A simple Python (2 or 3) script to generate a PNG word-cloud image from a bunch of text files. Based on word_cloud.
Project description
A simple Python script to generate a square wordcloud from one (or more) text file(s). Supporting both Python 2 and 3 (2.7+ and 3.4+).
Based on the great word_cloud module by @amueller.
How to use it?
1. Requirements
The usual module matplotlib is needed for the plotting, docopt is needed for the command line interface, and word_cloud is needed for the actual work (generating the cloud of words after reading the files).
The required Python (2 or 3) modules can be installed with pip, either directly:
# Directly:
sudo pip install matplotlib docopt word_cloud
Or with the requirements.txt file:
sudo pip install -r requirements.txt
Note: if ansicolortags is available, it will be used to print nice colors in the help and during the generation of word clouds.
2. Installation
Clone the repository, copy the script (generate-word-cloud.py) somewhere in your PATH (e.g., ~/.local/bin/).
You can also just download the script itself:
$ wget https://raw.githubusercontent.com/Naereen/generate-word-cloud.py/master/generate-word-cloud.py
$ cp generate-word-cloud.py /path/to/a/directory/in/your/PATH/
Note: The script is also available from PyPI : pypi.python.org/pypi/generatewordcloud. You can install it using pip.
$ sudo pip install generatewordcloud
3. Usage
Help:
$ generate-word-cloud.py --help
From one or two files
Generate a wordcloud from two txt files in the current directory, save it to wordcloud_txt.png.

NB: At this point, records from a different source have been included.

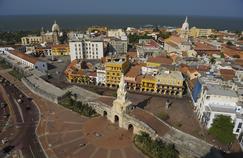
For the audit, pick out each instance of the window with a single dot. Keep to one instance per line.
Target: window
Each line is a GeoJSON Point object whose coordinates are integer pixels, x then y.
{"type": "Point", "coordinates": [240, 125]}
{"type": "Point", "coordinates": [238, 130]}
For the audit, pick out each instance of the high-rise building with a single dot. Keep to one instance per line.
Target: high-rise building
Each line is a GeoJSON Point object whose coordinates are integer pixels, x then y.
{"type": "Point", "coordinates": [86, 49]}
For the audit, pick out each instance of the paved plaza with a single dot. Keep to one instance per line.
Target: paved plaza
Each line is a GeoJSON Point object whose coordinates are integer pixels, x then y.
{"type": "Point", "coordinates": [65, 134]}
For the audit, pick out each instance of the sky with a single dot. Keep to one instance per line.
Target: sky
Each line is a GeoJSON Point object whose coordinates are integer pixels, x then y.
{"type": "Point", "coordinates": [220, 8]}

$ generate-word-cloud.py -o ./wordcloud_txt.png ./file1.txt ./file2.txt
Generate a wordcloud from the textfile hamlet.txt (~ 8000 lines), saving to hamlet.png:
$ generate-word-cloud.py -o ./hamlet.png ./hamlet.txt
(It should work on pretty big text files without any issue.)
Other examples
From a lot of Python scripts (~ 200)
From a lot of Bash scripts (~ 150)
From a lot of LaTeX files (~ 180)
Meta example
Generate a wordcloud from the README.md and generate-word-cloud.py files of this very project, save it to wordcloud_meta.png!

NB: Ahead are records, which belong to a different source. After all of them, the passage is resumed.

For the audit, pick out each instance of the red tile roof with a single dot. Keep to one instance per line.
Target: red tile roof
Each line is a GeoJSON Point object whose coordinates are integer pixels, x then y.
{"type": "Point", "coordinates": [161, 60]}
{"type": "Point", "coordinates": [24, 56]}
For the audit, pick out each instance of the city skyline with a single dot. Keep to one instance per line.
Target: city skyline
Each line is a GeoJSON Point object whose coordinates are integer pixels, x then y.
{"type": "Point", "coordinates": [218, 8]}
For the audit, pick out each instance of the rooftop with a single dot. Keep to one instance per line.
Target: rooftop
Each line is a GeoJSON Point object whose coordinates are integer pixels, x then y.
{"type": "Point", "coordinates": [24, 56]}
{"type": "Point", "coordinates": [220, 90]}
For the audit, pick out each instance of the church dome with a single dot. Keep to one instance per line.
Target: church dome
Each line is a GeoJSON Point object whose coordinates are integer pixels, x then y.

$ generate-word-cloud.py -o ./wordcloud_meta.png ./*.md ./*.py
Features
[x] Support one or more input file(s), will cleanly skip any file it fails to find or fails to read,
[x] Custom output file, won’t be overwritten (except with -f flag),
[x] Nice command line interface (argparse powered). I switched to docopt after realizing how awesome it is!
[x] Has a command line option for every important parameter (max nb of words, width, height etc).
[x] Input filenames with spaces in their name were seen as several files (e.g. this file.txt), FIXED with the switch to docopt.
Complete documentation (--help)
$ generate-word-cloud.py -h | --help Usage: generate-word-cloud.py [-s | --show] [-f | --force] [-o OUTFILE | --outfile=OUTFILE] [-t TITLE | --title=TITLE] [-m MAX | --max=MAX] [-w WIDTH | --width=WIDTH] [-H HEIGHT | --height=HEIGHT] INFILE... generate-word-cloud.py (-h | --help) generate-word-cloud.py (-v | --version) Options: -h --help Show this help message and exit. -v --version Show program's version number and exit. -s --show Show the image but do not save it [default False]. -f --force Force to write the image, even if present (default is to ask before overwriting an existing file) [default False]. -o OUTFILE --outfile=OUTFILE Filename for the generated image [default 'wordcloud.png']. -t TITLE --title=TITLE Title for the image [default None]. -m MAX --max MAX Max number of words to display on the cloud word [default 150]. -w WIDTH --width WIDTH Width of the generate image [default 400]. -H HEIGHT --height HEIGHT Height of the generate image [default 300]. INFILE A text file to read.
TODO
[x] Start it, from this example,
[x] Run it on some interesting examples, embed them here (as images),
[X] Check on weird encodings? (i.e., not UTF-8). It works fine!
[X] Test it against :closed_book: VERY large files (million of line) ? It works fine, slowly but fine.
[X] Test it against LOTS of files (several thousands) ? It works fine, slowly but fine.
[X] Publish it on PyPI: it is available at pypi.python.org/pypi/generatewordcloud/.
[ ] Write a small article about it for my blog.
Knows issues
[ ] Only tested on (X)Ubuntu (15.10), but it should work on other GNU/Linux distribution and Mac OS X (and probably Windows), if they support docopt and has both docopt and word_cloud installed.
Unknown issues?
Use the issue tracker to notify me of a bug!
About
Why write this script?
There already is a lot of good cloud word generator online, e.g. wordle.net.
I wanted a way to visualize the major keywords of Bash and Python (my two favorite programming languages) and of Markdown/Strapdown, reStructuredText and LaTeX (my favorite typeset documents system),
The original project word_cloud seemed cool. And it is. Great job @amueller !
Clouds of words are interesting! And Python is awesome!
License ?
This plug-in is published under the terms of the GPLv3 License (file LICENSE.txt), © Lilian Besson, 2016.